Severe Service Degradation: OBS Unreliable/Unavailable

There was a service degradation of our reference server.

The response time of the build.o.o frontend started to increase at 13:35 UTC and reached critical levels around 13:55 UTC (reaching levels of 4 seconds and more on average). At 14:05 UTC we started to reach the maximum amount of passenger instances (150), and therefore couldn’t spawn new one’s. This led to the situation that new incoming requests couldn’t be answered and were dropped.

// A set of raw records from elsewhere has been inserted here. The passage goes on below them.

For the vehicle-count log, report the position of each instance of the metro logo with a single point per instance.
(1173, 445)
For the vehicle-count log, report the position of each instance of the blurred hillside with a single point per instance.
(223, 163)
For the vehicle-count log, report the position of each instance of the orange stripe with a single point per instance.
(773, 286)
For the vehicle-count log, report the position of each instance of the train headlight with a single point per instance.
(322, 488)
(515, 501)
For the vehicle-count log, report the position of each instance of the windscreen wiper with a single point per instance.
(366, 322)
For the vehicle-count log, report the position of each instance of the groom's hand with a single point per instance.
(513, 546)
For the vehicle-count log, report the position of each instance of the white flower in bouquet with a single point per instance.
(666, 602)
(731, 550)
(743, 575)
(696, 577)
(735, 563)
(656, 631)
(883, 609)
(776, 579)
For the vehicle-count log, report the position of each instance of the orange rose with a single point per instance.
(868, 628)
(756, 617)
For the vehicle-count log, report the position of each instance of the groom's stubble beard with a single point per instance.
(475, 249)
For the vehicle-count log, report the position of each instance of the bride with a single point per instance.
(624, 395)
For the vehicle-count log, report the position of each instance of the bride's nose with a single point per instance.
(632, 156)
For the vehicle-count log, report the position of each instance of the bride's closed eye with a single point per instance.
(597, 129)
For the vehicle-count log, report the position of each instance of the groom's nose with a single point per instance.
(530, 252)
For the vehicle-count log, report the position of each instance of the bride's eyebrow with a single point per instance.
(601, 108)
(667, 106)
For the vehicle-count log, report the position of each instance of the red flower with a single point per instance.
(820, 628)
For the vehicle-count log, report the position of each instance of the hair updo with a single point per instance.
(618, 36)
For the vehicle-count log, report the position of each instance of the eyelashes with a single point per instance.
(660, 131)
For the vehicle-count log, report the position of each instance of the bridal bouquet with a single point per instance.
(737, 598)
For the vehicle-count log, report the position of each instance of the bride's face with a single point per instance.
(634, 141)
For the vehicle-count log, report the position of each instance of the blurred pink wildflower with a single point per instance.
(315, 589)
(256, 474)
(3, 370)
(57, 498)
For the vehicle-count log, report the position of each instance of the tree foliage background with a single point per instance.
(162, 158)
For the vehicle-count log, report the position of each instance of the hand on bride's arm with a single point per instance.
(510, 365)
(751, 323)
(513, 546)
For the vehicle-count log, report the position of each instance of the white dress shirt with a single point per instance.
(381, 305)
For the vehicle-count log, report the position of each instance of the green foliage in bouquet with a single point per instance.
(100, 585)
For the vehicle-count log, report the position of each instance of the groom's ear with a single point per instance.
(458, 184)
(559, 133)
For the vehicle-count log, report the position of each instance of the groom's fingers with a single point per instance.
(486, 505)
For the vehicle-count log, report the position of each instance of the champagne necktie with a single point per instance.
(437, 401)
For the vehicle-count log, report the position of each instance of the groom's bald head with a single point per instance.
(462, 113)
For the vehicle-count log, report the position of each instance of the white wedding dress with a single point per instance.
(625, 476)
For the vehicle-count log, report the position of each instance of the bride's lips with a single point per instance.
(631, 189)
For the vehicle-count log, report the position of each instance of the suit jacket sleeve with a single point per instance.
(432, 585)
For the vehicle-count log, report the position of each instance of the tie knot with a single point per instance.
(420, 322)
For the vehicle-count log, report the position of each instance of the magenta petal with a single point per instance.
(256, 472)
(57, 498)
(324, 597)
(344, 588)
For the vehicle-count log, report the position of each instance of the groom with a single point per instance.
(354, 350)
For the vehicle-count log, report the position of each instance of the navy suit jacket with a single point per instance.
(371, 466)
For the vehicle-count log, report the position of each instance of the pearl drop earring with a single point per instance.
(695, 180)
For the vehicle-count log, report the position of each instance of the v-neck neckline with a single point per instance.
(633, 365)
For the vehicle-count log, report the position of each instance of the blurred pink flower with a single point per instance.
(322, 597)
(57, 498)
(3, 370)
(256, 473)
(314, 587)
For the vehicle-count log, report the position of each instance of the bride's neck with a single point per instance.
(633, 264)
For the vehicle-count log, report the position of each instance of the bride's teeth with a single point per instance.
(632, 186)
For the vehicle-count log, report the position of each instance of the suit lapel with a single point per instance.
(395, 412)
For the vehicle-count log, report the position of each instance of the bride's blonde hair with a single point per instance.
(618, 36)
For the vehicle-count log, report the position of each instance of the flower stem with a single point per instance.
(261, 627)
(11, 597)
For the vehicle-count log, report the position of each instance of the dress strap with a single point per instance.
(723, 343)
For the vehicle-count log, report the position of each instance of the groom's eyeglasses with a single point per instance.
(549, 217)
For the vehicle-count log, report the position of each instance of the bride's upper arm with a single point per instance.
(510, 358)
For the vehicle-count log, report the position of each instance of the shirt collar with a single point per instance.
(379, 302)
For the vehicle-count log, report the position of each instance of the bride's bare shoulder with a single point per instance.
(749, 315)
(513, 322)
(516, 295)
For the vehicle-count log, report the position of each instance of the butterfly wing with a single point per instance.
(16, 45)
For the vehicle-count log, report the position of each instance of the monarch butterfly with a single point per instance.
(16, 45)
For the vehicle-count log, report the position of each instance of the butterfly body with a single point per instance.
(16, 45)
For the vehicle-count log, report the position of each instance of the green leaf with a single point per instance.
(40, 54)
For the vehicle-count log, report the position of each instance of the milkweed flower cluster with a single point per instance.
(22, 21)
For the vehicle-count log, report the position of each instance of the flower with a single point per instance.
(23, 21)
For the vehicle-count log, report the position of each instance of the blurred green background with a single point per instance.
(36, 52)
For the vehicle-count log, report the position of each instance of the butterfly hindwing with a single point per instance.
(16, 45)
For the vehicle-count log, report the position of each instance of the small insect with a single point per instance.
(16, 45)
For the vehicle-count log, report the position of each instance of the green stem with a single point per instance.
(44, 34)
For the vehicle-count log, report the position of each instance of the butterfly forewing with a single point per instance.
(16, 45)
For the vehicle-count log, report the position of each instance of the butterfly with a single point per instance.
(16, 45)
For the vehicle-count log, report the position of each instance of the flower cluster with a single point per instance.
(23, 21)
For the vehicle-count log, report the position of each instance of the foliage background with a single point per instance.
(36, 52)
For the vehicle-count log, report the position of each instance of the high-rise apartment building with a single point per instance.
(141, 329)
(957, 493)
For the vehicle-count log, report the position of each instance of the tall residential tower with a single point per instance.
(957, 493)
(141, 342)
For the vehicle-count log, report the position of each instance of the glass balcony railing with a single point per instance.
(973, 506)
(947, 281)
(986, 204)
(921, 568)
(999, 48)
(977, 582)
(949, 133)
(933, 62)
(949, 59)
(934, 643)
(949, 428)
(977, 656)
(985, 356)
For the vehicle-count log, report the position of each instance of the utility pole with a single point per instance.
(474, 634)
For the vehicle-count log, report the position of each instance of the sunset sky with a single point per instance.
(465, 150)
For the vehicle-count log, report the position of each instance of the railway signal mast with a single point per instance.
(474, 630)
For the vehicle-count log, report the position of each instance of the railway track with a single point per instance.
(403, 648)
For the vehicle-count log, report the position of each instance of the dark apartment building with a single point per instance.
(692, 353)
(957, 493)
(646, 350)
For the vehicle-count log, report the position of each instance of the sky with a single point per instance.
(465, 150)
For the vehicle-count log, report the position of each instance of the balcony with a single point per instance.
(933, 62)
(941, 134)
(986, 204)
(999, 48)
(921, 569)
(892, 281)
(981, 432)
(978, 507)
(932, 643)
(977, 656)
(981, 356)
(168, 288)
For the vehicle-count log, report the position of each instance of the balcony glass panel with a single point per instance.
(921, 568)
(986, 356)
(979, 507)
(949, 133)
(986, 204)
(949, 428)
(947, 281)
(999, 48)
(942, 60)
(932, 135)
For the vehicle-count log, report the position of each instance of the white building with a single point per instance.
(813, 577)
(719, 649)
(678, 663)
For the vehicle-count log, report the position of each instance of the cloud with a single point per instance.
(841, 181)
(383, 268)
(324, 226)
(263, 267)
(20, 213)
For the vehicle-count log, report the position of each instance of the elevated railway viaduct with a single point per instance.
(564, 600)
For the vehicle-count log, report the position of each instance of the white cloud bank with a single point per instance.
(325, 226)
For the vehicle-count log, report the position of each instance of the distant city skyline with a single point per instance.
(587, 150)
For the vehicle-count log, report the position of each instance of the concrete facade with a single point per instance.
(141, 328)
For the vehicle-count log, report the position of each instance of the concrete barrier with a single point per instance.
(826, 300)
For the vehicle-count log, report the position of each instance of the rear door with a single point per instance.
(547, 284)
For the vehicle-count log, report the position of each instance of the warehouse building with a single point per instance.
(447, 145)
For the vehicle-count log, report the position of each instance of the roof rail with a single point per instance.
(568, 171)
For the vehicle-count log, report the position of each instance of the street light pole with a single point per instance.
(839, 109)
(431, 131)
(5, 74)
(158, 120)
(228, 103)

This state lasted until 16:05 UTC. In total the service was slow and partially unresponsive for 2h 10m.

Detection

We received an alert from our monitoring suite about degraded backend performance at 13:55 UTC. Shortly after we received more alerts about heavy memory usage and approaching the maximum amount of passenger instances.

Root Cause

The root cause was a build service submit request with more than 6000 actions associated and the attempt to render it. The redesign of the request workflow introduced a summary chart for the build results of a build service request. This chart asynchronously refreshed itself (in an open browser session) every minute and fetches the latest build results from the backend. Since the amount of actions associated with this build service request was extremely high, the backend was never able to finish the calculation of the build results and to answer the request. This kept the passenger instance that performed the call open waiting. Since the automatic refresh was in place, another request followed asking for the build results again (spawning another passenger instance, again waiting for the answer from the backend). This was repeatedly performed every minute. Each of those passenger instances, kept blocking a slot on the backend side. Soon more than half (about 82) of the maximum amount of possible passenger instances were occupied just by one person/browser session attempting to render this build service request (with the build results summary chart). Since each of those requests blocked a slot on the backend, the response time there also slowed down drastically, which made the leftover passenger instances wait as well.

Resolution

We applied a monkey patch to stop serving anything for this particular build service request and restarted (switched to maintenance mode for ~2 minutes) the server to free up the blocked passenger instances and to stop the requests to the backend produced by those.

Action Items

We are tracking the open action items for this particular issue in a trello card.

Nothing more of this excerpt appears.